= Apollonia Kickius =

Scottish artist (1669 -1695)

Apollonia Kickius (1669 -1695) (or Kickieus or Kickeus) was a painter working in Scotland in the 17th century. She is one of only three women painters known to be working in Scotland prior to 1700 and is the sole woman in Scotland documented as working in the building trades from the 17th to mid 19th century.

== Early life ==
Apollonia Kickius may have been born in London, England but likely lived in Scotland from the age of 8. Her parents were the artist Edward Kickius (thought to be German or Dutch and also known as Everhardus Kickius or Everard Kick) and Apollonia Hardij of The Hague. Edward Kickius was working in London in the late 1660s and in Scotland from 1677. The family lived in the Canongate, Edinburgh. Apollonia Kickius seems to have stayed in Scotland while her father left Edinburgh to return to England by 1685 and her mother joined him in London in 1687.

== Career ==
In 1685 Kickius signed a receipt for money owing to her father for his painting work at Edinburgh Castle. This would indicate involvement in her father's business. She worked as a painter at Castle Lyon (now known as Castle Huntly) for the 1st Earl of Strathmore (for whom Mrs Morris, an English house painter, also worked). Kickius was probably a mural painter.

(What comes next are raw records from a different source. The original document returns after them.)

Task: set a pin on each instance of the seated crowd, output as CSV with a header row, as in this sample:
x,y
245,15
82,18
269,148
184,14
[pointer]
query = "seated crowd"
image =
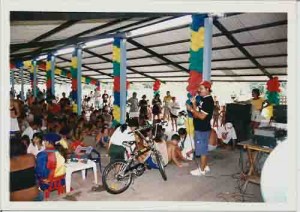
x,y
46,133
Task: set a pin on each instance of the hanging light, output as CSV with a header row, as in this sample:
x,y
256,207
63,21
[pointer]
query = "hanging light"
x,y
64,51
41,57
187,19
97,42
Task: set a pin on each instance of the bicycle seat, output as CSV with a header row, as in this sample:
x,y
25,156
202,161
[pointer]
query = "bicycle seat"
x,y
128,143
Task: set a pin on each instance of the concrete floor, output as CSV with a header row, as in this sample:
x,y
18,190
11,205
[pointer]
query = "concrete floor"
x,y
217,186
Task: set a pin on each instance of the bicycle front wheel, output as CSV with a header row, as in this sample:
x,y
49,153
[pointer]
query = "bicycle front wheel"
x,y
160,164
114,178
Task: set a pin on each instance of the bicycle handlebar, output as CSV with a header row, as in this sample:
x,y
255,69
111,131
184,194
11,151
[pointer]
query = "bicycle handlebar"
x,y
148,127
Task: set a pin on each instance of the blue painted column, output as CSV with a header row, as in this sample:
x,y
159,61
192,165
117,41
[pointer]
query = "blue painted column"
x,y
53,75
79,87
34,78
12,81
22,84
208,26
123,89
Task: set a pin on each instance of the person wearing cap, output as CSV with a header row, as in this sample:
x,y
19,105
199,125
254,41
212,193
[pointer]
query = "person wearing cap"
x,y
116,149
202,115
50,163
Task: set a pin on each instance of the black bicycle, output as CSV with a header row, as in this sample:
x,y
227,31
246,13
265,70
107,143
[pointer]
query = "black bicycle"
x,y
118,175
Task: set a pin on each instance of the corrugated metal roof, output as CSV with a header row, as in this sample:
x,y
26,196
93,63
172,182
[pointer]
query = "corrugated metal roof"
x,y
263,35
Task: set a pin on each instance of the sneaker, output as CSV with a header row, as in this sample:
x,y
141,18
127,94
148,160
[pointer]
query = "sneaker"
x,y
207,169
197,172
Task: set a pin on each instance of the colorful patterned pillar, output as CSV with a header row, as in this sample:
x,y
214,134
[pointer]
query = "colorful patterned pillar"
x,y
196,63
98,85
116,87
75,82
272,94
156,87
123,89
48,78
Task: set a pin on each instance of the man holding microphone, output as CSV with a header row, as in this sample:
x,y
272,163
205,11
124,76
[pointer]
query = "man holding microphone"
x,y
202,115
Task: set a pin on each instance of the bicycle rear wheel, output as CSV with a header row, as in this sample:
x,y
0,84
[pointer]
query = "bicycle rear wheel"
x,y
160,165
112,178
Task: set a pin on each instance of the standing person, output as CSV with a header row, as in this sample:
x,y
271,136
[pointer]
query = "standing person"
x,y
216,114
106,116
174,108
134,107
202,115
167,101
156,109
64,102
104,99
14,114
143,110
97,99
23,185
36,145
50,163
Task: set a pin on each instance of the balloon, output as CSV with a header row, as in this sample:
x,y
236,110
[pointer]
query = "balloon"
x,y
197,39
115,123
42,66
74,84
117,98
117,83
156,85
48,84
197,21
273,85
19,64
117,42
48,65
189,126
116,69
116,112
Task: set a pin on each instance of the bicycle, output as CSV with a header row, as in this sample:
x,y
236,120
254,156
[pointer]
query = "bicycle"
x,y
123,171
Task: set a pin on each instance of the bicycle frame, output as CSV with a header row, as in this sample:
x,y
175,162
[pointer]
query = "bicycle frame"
x,y
135,154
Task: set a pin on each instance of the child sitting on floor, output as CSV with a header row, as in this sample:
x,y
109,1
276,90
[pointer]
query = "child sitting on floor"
x,y
103,137
174,152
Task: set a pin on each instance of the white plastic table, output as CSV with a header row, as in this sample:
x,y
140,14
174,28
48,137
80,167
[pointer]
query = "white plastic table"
x,y
79,166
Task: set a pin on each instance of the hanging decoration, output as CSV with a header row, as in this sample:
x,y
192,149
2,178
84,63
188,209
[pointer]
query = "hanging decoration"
x,y
156,86
273,90
98,85
31,75
73,74
116,73
196,63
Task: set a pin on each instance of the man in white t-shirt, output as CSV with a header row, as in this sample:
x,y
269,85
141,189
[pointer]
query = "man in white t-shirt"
x,y
116,149
174,109
186,144
226,133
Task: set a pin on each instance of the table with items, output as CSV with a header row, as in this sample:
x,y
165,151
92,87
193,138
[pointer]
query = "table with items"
x,y
79,165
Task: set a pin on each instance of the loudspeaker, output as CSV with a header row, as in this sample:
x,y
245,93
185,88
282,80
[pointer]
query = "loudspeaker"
x,y
280,113
240,116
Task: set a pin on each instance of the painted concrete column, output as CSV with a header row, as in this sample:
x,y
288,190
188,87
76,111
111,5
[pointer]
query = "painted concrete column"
x,y
123,68
22,84
53,75
79,87
34,78
208,26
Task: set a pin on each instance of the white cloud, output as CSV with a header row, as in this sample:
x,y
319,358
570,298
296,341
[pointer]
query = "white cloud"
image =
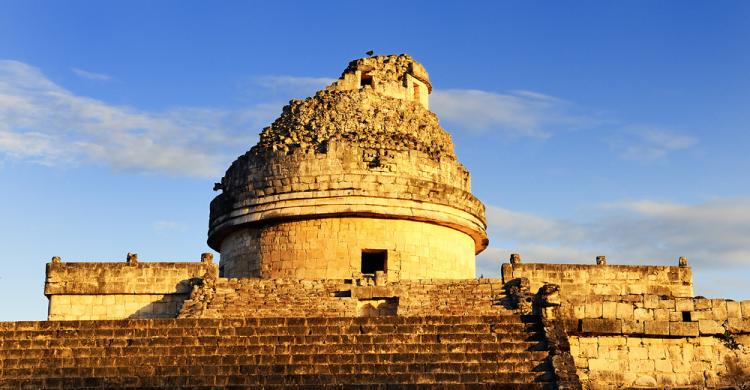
x,y
517,113
648,142
293,85
712,233
164,226
91,75
44,123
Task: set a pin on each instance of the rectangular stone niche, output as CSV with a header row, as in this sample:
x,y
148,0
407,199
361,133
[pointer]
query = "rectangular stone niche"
x,y
378,307
374,260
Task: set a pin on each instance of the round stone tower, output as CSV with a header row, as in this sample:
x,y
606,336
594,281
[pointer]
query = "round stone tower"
x,y
359,178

Apted and Hannabuss' biographical inventory of painters in Scotland prior to 1700 documents only three women amongst many men: Apollonia Kickius, Esther Inglis and 'Mrs Morris'. Kickius is the only woman working in Scotland in Hewlings' list of women working in the building trades from 1600 to 1850.

== Death ==
Kickius died on 13 September 1695. Her tombstone in Longforgan Church (not far from Castle Lyon) notes her skill as a painter and that she was married:

Interred lyes under this stone
The comely virtuous Apollone
Kickieus, a rare yea matchless one.
Exemplar for a godly life,
A constant modest loving wife.
In paintrie strange who shew more skill
Than ere Apelles could, yet still,
Tho fam'd & prais'd much, most humble.
The heavens bereav'd us of this bliss,
Now great's her gain, ah sad's our loss.